Swiftisms

The Envelope. Please (CD)

A review of The Envelope. Please (CD) by Swifty Lazarus

Published on October 1, 2002

The Envelope. Please (CD)
Swifty Lazarus

Wired on Words

The Envelope, Please, by Swifty Lazarus – a collaboration between the poet and the composer/musician Tom Walsh – features some poems from Café Alibi and his earlier collection Budavox. With the addition of accompaniment to his lyrics (assuming they were poems first), Swift is acknowledging that a poem refuses to be finite, or rather that some poems extend beyond print.

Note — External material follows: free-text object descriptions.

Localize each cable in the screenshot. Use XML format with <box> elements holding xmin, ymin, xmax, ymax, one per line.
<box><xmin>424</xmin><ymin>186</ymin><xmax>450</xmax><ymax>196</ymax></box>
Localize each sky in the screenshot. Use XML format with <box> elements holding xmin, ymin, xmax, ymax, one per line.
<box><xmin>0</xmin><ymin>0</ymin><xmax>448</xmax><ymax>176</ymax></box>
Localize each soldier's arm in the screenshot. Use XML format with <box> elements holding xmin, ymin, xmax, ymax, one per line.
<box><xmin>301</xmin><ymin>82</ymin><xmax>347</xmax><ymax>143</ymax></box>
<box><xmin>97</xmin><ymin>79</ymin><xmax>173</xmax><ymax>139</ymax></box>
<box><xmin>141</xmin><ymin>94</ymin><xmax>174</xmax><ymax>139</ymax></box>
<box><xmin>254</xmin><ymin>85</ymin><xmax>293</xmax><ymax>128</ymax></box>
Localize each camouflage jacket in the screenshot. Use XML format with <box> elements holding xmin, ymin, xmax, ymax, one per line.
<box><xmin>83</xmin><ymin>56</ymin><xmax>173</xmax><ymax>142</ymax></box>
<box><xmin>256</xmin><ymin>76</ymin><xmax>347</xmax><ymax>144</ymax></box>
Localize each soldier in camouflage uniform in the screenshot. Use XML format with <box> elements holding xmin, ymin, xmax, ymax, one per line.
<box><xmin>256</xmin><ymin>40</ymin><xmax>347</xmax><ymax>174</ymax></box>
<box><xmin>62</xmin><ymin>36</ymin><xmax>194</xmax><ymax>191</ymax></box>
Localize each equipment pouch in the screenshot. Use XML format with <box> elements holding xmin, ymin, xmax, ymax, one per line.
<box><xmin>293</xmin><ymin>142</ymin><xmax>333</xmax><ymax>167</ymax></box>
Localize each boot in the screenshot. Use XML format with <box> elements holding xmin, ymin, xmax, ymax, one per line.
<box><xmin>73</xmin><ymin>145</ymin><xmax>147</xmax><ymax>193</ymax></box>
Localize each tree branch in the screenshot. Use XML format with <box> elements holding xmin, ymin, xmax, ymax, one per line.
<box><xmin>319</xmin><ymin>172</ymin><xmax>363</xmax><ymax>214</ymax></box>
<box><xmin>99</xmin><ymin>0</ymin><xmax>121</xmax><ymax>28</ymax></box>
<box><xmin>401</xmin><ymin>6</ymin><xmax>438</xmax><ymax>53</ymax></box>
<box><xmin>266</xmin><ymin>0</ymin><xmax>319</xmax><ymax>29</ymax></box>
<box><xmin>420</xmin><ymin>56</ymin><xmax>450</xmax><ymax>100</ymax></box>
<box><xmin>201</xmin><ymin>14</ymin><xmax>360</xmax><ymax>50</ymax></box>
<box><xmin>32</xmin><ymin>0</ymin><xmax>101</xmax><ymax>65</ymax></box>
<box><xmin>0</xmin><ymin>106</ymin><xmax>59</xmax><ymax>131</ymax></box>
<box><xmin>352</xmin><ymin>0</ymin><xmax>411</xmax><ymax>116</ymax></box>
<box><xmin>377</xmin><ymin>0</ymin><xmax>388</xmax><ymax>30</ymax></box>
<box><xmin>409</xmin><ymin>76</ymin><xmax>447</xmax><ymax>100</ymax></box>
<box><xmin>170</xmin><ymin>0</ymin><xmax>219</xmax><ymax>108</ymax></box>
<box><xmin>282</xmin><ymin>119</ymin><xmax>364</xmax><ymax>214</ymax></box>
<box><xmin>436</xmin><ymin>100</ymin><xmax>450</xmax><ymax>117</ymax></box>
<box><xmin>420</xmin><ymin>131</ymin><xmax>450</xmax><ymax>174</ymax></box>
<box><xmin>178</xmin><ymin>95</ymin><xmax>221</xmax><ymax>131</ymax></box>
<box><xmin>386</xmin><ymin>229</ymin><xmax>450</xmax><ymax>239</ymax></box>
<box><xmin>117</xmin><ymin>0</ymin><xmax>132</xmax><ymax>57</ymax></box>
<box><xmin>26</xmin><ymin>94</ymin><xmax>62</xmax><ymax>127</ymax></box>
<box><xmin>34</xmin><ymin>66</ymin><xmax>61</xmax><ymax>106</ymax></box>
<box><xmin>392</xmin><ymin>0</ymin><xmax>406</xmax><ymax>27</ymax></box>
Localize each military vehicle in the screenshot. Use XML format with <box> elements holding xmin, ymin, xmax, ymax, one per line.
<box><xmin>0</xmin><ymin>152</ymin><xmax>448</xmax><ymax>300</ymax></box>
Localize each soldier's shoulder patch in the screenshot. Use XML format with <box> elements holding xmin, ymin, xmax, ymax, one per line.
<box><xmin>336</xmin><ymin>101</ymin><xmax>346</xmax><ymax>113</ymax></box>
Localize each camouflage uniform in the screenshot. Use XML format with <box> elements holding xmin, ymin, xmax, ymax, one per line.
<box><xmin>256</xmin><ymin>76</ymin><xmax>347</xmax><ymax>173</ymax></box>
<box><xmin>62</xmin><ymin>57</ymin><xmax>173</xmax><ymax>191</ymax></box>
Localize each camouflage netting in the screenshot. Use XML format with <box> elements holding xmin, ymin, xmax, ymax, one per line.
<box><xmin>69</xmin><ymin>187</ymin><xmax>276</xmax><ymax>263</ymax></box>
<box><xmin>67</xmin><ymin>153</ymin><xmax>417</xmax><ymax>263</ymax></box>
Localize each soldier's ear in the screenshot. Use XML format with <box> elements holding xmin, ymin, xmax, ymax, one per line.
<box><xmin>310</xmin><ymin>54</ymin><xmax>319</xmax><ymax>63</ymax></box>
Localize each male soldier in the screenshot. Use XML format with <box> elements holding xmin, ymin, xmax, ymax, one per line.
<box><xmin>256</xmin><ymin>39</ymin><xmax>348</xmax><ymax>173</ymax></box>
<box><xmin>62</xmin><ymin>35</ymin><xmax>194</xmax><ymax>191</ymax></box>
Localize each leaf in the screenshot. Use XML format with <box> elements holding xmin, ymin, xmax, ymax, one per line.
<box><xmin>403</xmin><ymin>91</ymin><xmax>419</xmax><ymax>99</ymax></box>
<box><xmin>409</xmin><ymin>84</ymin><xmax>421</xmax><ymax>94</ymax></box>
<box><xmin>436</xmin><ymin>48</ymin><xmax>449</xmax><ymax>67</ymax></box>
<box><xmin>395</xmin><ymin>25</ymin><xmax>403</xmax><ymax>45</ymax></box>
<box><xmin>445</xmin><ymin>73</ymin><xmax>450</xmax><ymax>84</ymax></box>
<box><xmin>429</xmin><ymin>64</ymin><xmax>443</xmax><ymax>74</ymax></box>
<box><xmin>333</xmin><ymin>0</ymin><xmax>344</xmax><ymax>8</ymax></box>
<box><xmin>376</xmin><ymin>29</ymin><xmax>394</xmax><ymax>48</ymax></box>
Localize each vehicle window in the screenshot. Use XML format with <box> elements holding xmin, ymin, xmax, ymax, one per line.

Along with his voice performance, this CD includes a walk-on by Catherine Kidd, and samples from the likes of Holly Cole, Frank Sinatra, and Pierre Boulez. Think ambient-electro with a paranoid edge, like Luciana Berio’s Sinfonia (especially in “In the Future”) or John Cage’s Indeterminacy. Particular tracks to consider are “Sterile Fields (for William Douglas),” “The Usher/Scott in Space” and the decidedly catchy “Genesis/mimesis.” The choreography of text, beats, loops, and samples allows the ear to consider the poems with the intensity and concentration which was second nature in antiquity. Perhaps the phenomenon of Swift’s spoken word is as close to neo-Homeric as we get, although likely it is something entirely different. mRb

Adrienne Ho's poetry chapbook Murmurs was published by Junction Books in 2001.